Comparisons to the original set
At last, let’s crack out the OG set from 1989. I had stored it disassembled in a bag, so I got to experience rebuilding it for this review. Whatever else you might think of the comparisons between the two, there’s one thing that is undeniably better now: the instructions. I love the style of the originals but I am vastly out of shape for following instructions of this style, which give absolutely no indication of what parts are to be added. Each step is a “spot the differences” exercise comparing it to the previous step, and there are only 16 pages in the entire booklet.
As is usually the case when building a set from 30+ years ago, my nostalgia goggles wildly overestimated the depth of the original set.

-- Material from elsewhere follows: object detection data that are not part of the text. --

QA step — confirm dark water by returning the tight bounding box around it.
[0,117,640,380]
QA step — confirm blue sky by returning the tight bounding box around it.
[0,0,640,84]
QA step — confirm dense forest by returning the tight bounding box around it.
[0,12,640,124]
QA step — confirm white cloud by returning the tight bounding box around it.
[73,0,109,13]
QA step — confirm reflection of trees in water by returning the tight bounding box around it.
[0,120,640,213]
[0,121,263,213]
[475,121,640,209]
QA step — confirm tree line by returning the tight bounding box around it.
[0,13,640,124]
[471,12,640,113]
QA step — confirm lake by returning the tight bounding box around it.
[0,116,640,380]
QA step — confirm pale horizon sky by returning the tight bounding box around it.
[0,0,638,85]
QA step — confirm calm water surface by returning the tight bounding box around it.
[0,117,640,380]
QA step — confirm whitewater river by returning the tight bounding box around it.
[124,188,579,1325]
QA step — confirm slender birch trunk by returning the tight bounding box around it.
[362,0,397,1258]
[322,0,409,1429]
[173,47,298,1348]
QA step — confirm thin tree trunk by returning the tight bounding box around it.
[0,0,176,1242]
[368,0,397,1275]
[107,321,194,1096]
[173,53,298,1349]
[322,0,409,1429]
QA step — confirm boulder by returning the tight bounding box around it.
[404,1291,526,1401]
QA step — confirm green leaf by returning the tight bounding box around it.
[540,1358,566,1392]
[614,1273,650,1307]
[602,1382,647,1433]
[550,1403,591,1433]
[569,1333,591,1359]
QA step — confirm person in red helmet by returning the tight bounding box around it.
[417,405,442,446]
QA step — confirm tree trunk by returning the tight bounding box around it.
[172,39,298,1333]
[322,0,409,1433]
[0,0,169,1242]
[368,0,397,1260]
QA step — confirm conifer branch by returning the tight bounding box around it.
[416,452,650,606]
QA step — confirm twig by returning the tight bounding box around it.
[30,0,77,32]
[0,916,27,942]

The original has charm in spades, but it doesn’t hold a candle to the update in terms of techniques, play features, or style. Even disregarding the bulk of bricks used to replace the raised baseplate, the new set uses 2-3 times the bricks for the fort.
Perhaps the single biggest change, though (apart from the raised baseplate) is the updated crane. The highest praise I could place on the old crane is that it is “technically functional” while the new crane both looks the part and works much better.
Sadly I don’t own the original Imperial Trading Post, so I can’t provide a comparison of the merchant ship to the original, though I think it would be interesting as well.
Conclusion and recommendation
It should be fairly obvious by now that I think this is a phenomenal set, and as a fan of the original Pirates theme and Eldorado Fortress, I’m beyond thrilled to get a modern redesign that pays homage to the original. In fact, years ago (and before I joined TBB), I built my own updated version of my favorite Pirates set, 6267 Lagoon Lockup. The new brick-built base is excellent, and all the brick-built walls add a lot of welcome detail, such as the inset chunks of red brick in the white mortared walls. They work together to modernize the set while retaining the aesthetic I fell in love with. The figures are likewise fantastic updates to the originals. But it’s the fact that the new design is modular that takes the set from awesome to incredible. It’s fun to build each of the modules, and it gives you multiple ways to display the set depending on your space. Without that, it would be difficult or impossible to access or even see much of the interior space.
Whether you owned the original set 30 years ago or you’re just getting your first introduction to the Pirates theme now, you’ll find lots to love about the new Eldorado Fortress. As much as I enjoy LEGO’s explorations into adult-focused sets with things like Typewriters and Disney Villain Icons, it’s the return to the greats of yesteryear that really tickle my fancy. I suspect it will do the same for you.
10320 Eldorado Fortress includes 2,509 pieces and eight minifigures. It is available from LEGO for US $214.99 | CAN $279.99 | UK £189.99 starting July 4 for VIP members (general availability July 7). It may also be available from third-party sellers on Amazon and eBay.
The LEGO Group provided The Brothers Brick with an early copy of this set for review. Providing TBB with products for review guarantees neither coverage nor positive reviews.